They had some idea of staying up in their rooms till the dinner-bell rang; they did not feel in the mood to meet people and be asked questions about what they had been doing. But they had neither fires nor candles; they were cold and uncomfortable; and Murtagh soon remarked that he thought it was awful stuff staying up there in the cold.

"What's the good of it? We've often been in a row before, and, after all, people can't guess just by looking at us that we know where Theresa is."

"All right then," said Rosie; "let's go down. But don't let us seem to be cold or anything. Let's look as if nothing had happened." And she ran down-stairs as she spoke, gaily talking and laughing.

The other two children admired her plan, but they did not second it, and it was a very cold, hungry, dispirited-looking set of little people, who in another minute stood outside the schoolroom door.

"I hope the fire's not out," said Murtagh, as he groped for the handle.

He opened the door as he spoke, and disclosed to the children's somewhat astonished eyes a schoolroom looking so different from their ordinary place of refuge that it was hardly to be recognized. Not only was a bright fire blazing in the grate, but the whole room was in perfect order. The crimson window-curtains were drawn, the tea-table was decorated with a bouquet of fresh flowers; the books had got into the bookcases; the music into the music-stand; the more comfortable and respectable of the arm-chairs were disposed within reach of the fire; the brown moreen sofa had been dragged from its corner to occupy the place of honor at one end of the hearth-rug; and Nessa herself, in her pretty evening dress, was sitting on the sofa reading.

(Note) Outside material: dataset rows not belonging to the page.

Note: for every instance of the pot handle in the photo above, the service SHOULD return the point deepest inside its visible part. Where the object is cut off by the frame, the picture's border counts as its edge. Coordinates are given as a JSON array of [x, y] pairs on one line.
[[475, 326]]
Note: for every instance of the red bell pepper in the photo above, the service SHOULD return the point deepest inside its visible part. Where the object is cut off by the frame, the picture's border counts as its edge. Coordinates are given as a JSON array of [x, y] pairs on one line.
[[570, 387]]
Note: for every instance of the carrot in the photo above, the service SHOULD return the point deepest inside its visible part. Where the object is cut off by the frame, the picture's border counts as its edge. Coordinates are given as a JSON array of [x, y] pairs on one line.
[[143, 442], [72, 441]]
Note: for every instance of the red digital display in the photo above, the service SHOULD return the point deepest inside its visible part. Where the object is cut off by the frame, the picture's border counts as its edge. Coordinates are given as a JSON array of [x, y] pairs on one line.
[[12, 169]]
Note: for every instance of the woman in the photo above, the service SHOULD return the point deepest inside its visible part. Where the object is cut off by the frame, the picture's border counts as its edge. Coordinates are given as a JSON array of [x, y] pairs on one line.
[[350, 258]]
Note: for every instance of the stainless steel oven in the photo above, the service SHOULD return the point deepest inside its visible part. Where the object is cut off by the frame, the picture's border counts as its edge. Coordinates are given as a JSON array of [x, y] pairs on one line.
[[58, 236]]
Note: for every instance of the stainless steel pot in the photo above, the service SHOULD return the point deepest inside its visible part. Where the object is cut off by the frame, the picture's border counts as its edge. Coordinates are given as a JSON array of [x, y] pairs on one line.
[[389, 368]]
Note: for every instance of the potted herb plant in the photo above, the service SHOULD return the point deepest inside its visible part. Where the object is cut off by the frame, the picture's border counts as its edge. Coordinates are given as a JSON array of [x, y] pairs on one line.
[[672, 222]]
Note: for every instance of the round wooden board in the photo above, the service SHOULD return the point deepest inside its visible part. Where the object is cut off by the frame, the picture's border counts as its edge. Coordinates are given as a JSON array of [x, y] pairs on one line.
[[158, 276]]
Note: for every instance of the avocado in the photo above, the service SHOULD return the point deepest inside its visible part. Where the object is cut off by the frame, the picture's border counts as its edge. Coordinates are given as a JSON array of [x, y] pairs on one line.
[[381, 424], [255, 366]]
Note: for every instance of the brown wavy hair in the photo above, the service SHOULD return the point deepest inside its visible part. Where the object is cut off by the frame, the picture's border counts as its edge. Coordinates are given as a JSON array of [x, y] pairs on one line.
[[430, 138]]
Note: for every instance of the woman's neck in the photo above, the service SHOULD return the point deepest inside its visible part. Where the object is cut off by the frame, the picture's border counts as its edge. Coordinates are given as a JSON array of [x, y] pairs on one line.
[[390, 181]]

An undefined sensation of comfort crept over the children, but with it the elder ones had an unpleasant consciousness that somehow their wildness seemed suddenly out of place. They didn't feel quite as if they were in their own schoolroom, and they hesitated an instant in the doorway, wondering half-uncomfortably what Nessa would say to them. They were very quickly at their ease, however, for she looked up brightly as they entered, and exclaimed:

"Oh, there you are! I am so glad. I was expecting the dinner-bell to ring every minute, and I wanted to be here when you arrived. What do you think of it? Peggy and I have been working the whole afternoon."

"Awfully jolly!" said Murtagh, taking up a position on the hearth-rug, and surveying the room with a satisfied expression.

"How pretty you have made it look!" said Rosie. "What did you do to it?"